Cannes Film Festivali: Dünyanın Kalbinde Bir Kültürel Buluşma
Cannes Film Festivali, sadece bir film gösterimi etkinliği olmaktan öte, küresel çapta yaklaşık 4 bin gazetecinin ve sanatseverin katılımıyla gerçekleşen, kültürel ve siyasi açıdan büyük yankı uyandıran bir organizasyondur. Bu devasa platform, farklı görüşlerin, protestoların ve sanatçıların seslerini duyurabildiği bir alan haline gelir.
Festival sırasında yüksek gerilim hatlarının ve bir trafo merkezinin sabote edilerek, Cannes ve çevresinin yaklaşık beş saat boyunca elektriksiz kalması gibi eylemler, aktivistlerin sesini duyurma çabalarını gözler önüne serdi. Aynı zamanda, özgürlük ve barış talebini dile getiren sanatçıların güçlü mesajları da burada yankı bulur.

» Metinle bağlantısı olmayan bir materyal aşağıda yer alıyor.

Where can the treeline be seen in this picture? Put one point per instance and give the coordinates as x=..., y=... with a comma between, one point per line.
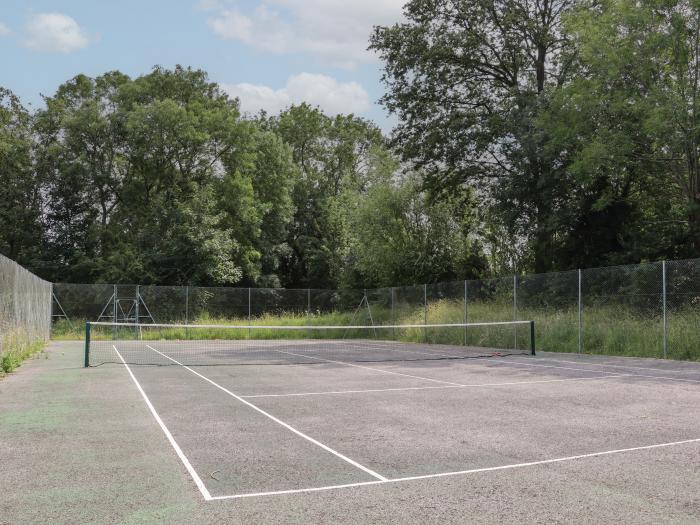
x=531, y=137
x=579, y=119
x=159, y=179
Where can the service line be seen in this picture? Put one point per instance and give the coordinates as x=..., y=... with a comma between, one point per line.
x=462, y=472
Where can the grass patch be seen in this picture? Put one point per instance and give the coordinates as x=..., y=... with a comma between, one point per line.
x=16, y=348
x=607, y=329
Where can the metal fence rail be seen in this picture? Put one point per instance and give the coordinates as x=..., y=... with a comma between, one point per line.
x=648, y=310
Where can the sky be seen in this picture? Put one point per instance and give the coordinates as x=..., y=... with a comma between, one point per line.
x=269, y=53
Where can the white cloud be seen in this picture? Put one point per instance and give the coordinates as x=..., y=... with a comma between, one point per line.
x=331, y=96
x=54, y=32
x=336, y=30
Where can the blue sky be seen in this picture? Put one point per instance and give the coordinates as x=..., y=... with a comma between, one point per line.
x=269, y=53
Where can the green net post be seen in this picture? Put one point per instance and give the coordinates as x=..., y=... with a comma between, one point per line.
x=87, y=344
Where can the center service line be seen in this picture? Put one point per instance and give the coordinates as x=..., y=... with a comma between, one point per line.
x=276, y=420
x=190, y=469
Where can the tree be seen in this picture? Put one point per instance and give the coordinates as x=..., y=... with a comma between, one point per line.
x=400, y=237
x=333, y=155
x=138, y=173
x=467, y=81
x=20, y=189
x=643, y=63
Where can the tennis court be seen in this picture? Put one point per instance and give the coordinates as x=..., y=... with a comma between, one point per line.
x=362, y=429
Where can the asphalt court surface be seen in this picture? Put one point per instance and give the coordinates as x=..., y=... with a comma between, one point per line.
x=328, y=421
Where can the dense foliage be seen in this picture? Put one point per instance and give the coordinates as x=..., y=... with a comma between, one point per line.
x=578, y=118
x=159, y=179
x=531, y=136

Bu ortamda, Rus sinemasının resmi seçkilerden boykot edilmesi, Ukrayna ve Gazze savaşlarının perdeye yansıması, ve verilen ödüllerin siyasi etkileri geniş yankı uyandırdı.

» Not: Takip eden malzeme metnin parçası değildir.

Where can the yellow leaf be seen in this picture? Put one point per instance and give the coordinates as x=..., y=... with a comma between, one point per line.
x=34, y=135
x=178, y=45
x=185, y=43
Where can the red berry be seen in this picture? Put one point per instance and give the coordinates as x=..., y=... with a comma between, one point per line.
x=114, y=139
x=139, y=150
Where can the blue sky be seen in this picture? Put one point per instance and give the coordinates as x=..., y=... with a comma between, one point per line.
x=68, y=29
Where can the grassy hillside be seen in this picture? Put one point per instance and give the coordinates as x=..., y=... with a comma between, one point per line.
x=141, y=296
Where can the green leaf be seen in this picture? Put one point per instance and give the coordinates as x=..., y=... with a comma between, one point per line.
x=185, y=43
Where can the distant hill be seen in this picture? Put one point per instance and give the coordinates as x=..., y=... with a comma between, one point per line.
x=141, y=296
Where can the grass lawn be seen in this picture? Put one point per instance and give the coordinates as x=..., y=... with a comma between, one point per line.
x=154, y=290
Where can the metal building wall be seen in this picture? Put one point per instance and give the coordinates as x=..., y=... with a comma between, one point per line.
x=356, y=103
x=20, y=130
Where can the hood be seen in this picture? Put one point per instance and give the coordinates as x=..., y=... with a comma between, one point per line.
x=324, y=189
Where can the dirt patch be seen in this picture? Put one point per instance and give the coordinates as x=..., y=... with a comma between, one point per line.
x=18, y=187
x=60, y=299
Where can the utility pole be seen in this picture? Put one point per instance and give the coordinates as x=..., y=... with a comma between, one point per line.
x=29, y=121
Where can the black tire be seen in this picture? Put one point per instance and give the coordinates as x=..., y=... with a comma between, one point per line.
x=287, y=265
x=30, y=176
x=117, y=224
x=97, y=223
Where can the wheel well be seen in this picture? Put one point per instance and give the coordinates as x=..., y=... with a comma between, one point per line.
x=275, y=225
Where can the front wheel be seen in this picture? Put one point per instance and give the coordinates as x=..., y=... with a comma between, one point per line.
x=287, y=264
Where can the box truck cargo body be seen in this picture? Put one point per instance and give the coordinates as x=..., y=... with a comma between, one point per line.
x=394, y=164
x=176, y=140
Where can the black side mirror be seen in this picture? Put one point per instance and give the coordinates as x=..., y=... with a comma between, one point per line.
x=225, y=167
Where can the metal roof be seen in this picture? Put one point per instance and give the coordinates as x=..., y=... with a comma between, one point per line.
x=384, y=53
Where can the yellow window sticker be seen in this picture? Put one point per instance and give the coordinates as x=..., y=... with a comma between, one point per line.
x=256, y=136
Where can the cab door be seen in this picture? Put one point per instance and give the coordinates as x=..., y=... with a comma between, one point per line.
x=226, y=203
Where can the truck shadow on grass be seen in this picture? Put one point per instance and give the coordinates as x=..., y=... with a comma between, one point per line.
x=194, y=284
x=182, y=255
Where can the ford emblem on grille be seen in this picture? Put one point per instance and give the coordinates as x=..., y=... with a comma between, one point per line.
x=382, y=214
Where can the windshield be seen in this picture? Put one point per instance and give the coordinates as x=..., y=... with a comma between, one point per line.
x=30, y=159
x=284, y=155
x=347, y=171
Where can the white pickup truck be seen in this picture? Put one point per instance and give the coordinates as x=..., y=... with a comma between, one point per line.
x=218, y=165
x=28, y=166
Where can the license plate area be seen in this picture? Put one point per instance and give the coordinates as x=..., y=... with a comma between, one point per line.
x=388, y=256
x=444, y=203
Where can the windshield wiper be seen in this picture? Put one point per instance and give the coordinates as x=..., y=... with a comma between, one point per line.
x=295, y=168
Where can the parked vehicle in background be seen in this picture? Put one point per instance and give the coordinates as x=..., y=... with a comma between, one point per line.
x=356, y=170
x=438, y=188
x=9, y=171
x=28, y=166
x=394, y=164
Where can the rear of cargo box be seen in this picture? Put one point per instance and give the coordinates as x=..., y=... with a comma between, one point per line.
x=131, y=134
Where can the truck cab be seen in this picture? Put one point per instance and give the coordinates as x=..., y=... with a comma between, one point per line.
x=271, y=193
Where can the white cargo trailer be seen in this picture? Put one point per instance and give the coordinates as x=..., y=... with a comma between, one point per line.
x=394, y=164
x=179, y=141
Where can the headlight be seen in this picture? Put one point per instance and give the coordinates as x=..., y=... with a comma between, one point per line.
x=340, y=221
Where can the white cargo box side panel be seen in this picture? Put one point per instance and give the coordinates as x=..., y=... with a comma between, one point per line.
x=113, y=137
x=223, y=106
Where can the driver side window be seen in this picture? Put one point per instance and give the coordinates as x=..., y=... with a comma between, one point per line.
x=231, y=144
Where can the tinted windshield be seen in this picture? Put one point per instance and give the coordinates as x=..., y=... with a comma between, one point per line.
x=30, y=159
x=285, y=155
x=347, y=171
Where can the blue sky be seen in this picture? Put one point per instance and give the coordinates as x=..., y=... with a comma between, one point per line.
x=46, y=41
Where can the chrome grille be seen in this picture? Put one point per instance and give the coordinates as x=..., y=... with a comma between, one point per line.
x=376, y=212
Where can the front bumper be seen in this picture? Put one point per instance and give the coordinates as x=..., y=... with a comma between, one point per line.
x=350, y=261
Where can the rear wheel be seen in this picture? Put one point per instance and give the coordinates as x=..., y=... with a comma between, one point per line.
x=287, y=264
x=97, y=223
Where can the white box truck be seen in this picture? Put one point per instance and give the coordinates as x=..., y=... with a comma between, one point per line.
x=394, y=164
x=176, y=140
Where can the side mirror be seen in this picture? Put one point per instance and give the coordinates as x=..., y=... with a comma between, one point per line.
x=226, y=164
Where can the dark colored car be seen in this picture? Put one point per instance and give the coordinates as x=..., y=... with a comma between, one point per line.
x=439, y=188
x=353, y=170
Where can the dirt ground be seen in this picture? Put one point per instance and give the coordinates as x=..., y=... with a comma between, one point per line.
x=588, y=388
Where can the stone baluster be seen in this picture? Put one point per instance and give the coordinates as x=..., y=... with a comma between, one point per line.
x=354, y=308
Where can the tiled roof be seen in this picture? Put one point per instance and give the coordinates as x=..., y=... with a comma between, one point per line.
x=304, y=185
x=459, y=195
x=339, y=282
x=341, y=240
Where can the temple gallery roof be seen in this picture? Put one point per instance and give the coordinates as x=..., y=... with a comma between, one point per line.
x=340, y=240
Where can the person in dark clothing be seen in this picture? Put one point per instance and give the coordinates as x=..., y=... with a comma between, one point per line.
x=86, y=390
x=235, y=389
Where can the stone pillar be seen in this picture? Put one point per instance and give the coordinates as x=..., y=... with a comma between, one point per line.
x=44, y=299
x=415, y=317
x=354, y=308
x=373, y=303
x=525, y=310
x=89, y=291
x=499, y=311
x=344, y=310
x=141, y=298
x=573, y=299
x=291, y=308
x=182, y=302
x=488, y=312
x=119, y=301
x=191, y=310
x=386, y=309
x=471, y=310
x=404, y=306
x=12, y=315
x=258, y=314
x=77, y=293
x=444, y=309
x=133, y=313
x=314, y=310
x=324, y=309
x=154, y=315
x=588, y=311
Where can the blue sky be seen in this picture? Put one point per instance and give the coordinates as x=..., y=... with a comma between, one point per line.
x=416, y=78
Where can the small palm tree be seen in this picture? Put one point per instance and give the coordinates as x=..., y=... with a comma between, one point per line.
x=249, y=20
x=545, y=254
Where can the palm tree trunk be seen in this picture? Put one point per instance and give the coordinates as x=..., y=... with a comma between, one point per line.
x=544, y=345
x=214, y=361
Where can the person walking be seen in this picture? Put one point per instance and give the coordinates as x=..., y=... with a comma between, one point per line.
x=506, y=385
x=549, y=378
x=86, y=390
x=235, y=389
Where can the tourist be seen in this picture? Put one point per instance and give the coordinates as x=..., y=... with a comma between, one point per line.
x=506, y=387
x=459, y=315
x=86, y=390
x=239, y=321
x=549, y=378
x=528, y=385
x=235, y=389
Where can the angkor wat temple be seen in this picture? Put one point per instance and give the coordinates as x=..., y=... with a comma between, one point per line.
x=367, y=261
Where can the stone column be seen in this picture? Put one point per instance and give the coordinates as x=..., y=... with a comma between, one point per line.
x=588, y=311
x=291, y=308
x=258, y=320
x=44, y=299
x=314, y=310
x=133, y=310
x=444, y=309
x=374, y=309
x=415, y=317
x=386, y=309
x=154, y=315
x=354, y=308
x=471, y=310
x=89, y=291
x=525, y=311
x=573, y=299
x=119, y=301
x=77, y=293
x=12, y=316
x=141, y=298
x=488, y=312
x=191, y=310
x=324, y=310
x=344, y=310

Ödüller ve Siyasi Yankılar
Belirli Bir Bakış bölümünde, Gazze’de doğmuş Arab ve Tarzan Nasser kardeşlerin “Gazze’de Bir Zamanlar…” adlı filmleriyle kazandıkları en iyi mizansen ödülü, sahnede dile getirdikleri “Soykırımı durdurun” çağrısı ile dikkat çekti. Salonun üçte ikisi ayakta alkışlarken, kalan çeyrek ise huzursuzluklarını gizlemekte zorlandı. Bu filmin Hamas yanlısı olmadığı, tersine savaşın sorumlusunun Hamas örgütü olduğunu açıkça eleştirdiği de biliniyor.
Jafar Panahi’nin Cesur Sözleri
Kapanış gecesinin en önemli simgesi ise, İranlı yönetmen Jafar Panahi’nin Fransız devlet radyosu FranceInter’e verdiği ve pazartesi günü yayımlanan röportajıydı. Panahi, ödül aldığı zaman hissettiklerini ve İran’daki durumun ruh halini şöyle anlatıyordu: “Filmin Cannes’da gösterilmesi bile büyük bir umut dalgası yaratmıştı İran’da, özellikle gençler arasında. Bu dalga, hapiste olanlara ve işkence görenlere kadar ulaşıyor, yayılıyor. Altın Palmiye açıklandığında, gözlerimin önünden hapishanelerde çürüyen İranlılar geçiyordu. Birbirleriyle kucaklaşıp öpüşüyorlardı. Onlara karşı olan borcumu ödemiş gibi rahatlamıştım.”
İşkence ve Zorunlu Sorgulamalar
Panahi, tutukluların yaşadığı zorlukları şöyle anlatıyordu: “Sadece siyasi bir tutukluysanız, tek kişilik hücreye tıkılırsınız. Her çıkışınızda gözleriniz bağlanır. Başka bir yerde, duvara yarım metre uzaklıktaki gözleriniz açılır ve yüzünü görmediğiniz bir ses, soruları sormak için önünüze konan kağıda yazmanızı ister. Bu ses beyninizde yer eder; filmde de olduğu gibi, silinmez. Hapisten çıktıktan sonra bile öyle anlar olur ki, o sesi duyduğumu sanırsınız. Etrafı kolaçan eder, kimse olmadığını fark edersiniz.”
Geleceğe Dair Umutlar ve Direniş
Yurtdışında yaşamanın zorluklarına rağmen, Panahi’nin yeni filmler yapma arzusu ve İran’daki rejimin durumu hakkındaki görüşleri oldukça çarpıcıdır. “İçisi boş bir kabuk kaldı rejim. Silahları ve paraları olmasa ayakta duramazlar. Bir gün bu kabuk çatlar, bu da yarın olabilir, bir ay ya da daha uzun bir süre sonra.” diyerek umut ışığını kaybetmemektedir. O, önemli olanın, bu zor günlere hazırlıklı olmak ve adaleti sağlamak olduğunu vurgular.